According to the results for the full year 2010/11 – which were lodged with ASIC last September but only recently seen by ProPrint – Geon’s revenue was $265.6 million, up $69.6 million from $195.9 million the previous year.

However, year-on-year comparisons can be misleading, because the company underwent a corporate restructure across the Tasman near the end of the 2009/10 year. Prior to this, Australian and New Zealand results were reported separately.

The New Zealand results were only included for part of the 2009/10 financial report, while they were included in full within the 2010/11 results.

There were three factors driving improvements in Geon’s results: the inclusion of the New Zealand business, a lift in operating revenues, and the $250 million forgiveness of debt.

Geon chief executive Graham Morgan told ProPrint: “While the business performance improved in FY11 and there’s also an uplift relative to FY10 because of the partial inclusion of NZ in FY10, the main lift in profit results from the accounting treatment of the debt restructure.”

This debt restructure, in which the group’s lender forgave $250 million in return for future equity, saw Geon’s total liabilities improve from $215.9 million to $15.4 million.

But Morgan said that trading had also improved, with revenue up 6% year-on-year in 2010/11. He also pointed out that these 2010/11 results were already out-of-date.

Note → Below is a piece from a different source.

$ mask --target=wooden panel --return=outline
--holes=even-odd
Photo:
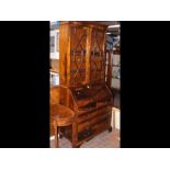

“These figures do not reflect the 10 months since these financials were presented and, despite the challenging economic environment, Geon’s current trading is better than last year due to a range of improvement initiatives, investments in new technology and restructuring throughout the group.”

Geon has been undertaking a major cost-cutting drive across its eastern seaboard operations, including the shutdown of the Brunswick plant in Melbourne and the closure of its Dee Why facility in Sydney.

“The maximisation of our eastern seaboard operations and functions is ongoing and is expected to continue for some time, with the majority of building closures having now occurred,” said Morgan.

“With that in mind, Geon will not comment on expected financial results from this although we are already experiencing the expected uplift in operational efficiencies and lower cost-to-serve for our business.”

He added that job cuts had been kept to a minimum and said Geon had 1,100 staff across Australia and New Zealand.

“Over the past 10 months, Geon has worked very hard within our business on its transformation plan, which has included the consolidation of our footprint, with a number of site closures reducing cost, improving operational efficiencies, and press maximisation.

“I was pleased to see that, of the staff affected by us consolidating sites, the majority were redeployed throughout the business into our other locations,” said Morgan.